How is it possible? Because actually helping people get affordable prescription drugs (or improving Medicare more generally) was never the point of the bill:

It was clear back in 2003, when the Bush administration rammed this bill through the Republican Congress, that the purpose was not to devise an affordable prescription drug program for seniors. Rather the administration wanted to help two friendly industries, the pharmaceutical companies and the HMOÂ’s; and to get bragging rights for the 2004 election that Bush had helped seniors. Few voters would grasp just how bad the law was, since its effective date was deliberately put off until 2006.

So, in what way in John Kline responsible for this?
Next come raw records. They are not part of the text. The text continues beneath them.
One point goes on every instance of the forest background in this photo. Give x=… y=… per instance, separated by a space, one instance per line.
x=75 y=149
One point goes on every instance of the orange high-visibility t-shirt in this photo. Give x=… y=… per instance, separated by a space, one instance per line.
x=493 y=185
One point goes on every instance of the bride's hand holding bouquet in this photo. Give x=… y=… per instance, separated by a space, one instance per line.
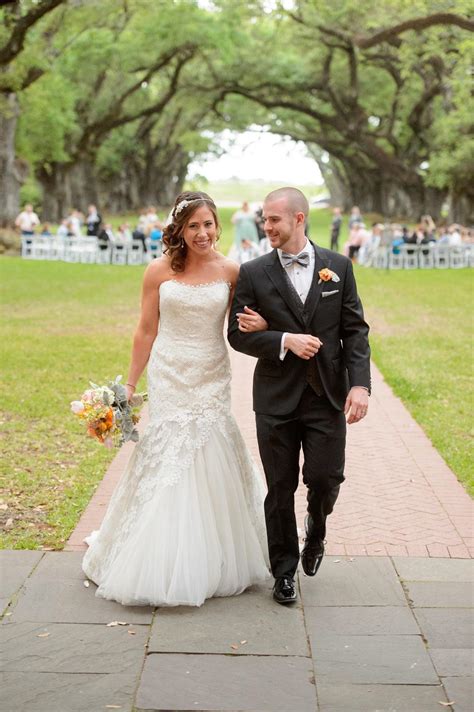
x=110 y=412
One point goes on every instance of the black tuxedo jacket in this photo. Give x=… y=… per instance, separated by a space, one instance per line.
x=337 y=320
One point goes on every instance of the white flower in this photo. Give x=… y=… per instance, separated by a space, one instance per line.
x=106 y=391
x=77 y=406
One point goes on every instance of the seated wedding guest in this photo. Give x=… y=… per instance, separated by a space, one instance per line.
x=245 y=227
x=397 y=242
x=151 y=217
x=265 y=246
x=259 y=222
x=106 y=237
x=336 y=228
x=63 y=229
x=27 y=220
x=124 y=235
x=369 y=246
x=355 y=216
x=156 y=235
x=357 y=237
x=75 y=223
x=45 y=231
x=428 y=226
x=93 y=221
x=248 y=250
x=467 y=235
x=454 y=235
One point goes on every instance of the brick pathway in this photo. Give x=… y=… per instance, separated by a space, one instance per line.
x=399 y=499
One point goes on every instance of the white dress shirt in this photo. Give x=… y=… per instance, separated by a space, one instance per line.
x=301 y=279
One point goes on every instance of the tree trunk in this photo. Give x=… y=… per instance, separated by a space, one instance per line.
x=461 y=207
x=57 y=198
x=376 y=191
x=10 y=179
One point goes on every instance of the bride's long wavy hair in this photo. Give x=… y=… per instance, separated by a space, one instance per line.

Apart from the fact that he voted for it, there's also the fact that he stood silently by while the Republican leadership rammed the final bill through the House in just over 26 hours, holding the voting open for a record 2 hours, 51 minutes while they twisted arms and attempted bribes to bring reluctant Republicans into line. When the congressional leadership has to bribe its members to vote for a bill, you know its good legislation.

And who is more corrupt, the Republican leadership doing the bribing and armtwisting, or the members of the Republican caucus who sit passively and watch it happen?

What about John Kline, who wrote a letter to the Republican leadership just days before the vote, asking that the leadership follow House rules and wait a full 72 hours from the time the bill was released from committee before holding a vote, but didn't speak up to defend his request when it mattered most? Kline wrote:

The general public will evaluate not only what Congress does regarding Medicare and prescription drugs, but the way in which it does it. A bill proposing such substantive changes to the Medicare system and costing an estimated $400 billion over the next decade deserves the careful and thoughtful consideration of all Members.

Indeed Mr. Kline, the public will evaluate what you did, and what you failed to do, back in November 2003. You're getting your report card now, and it doesn't look good.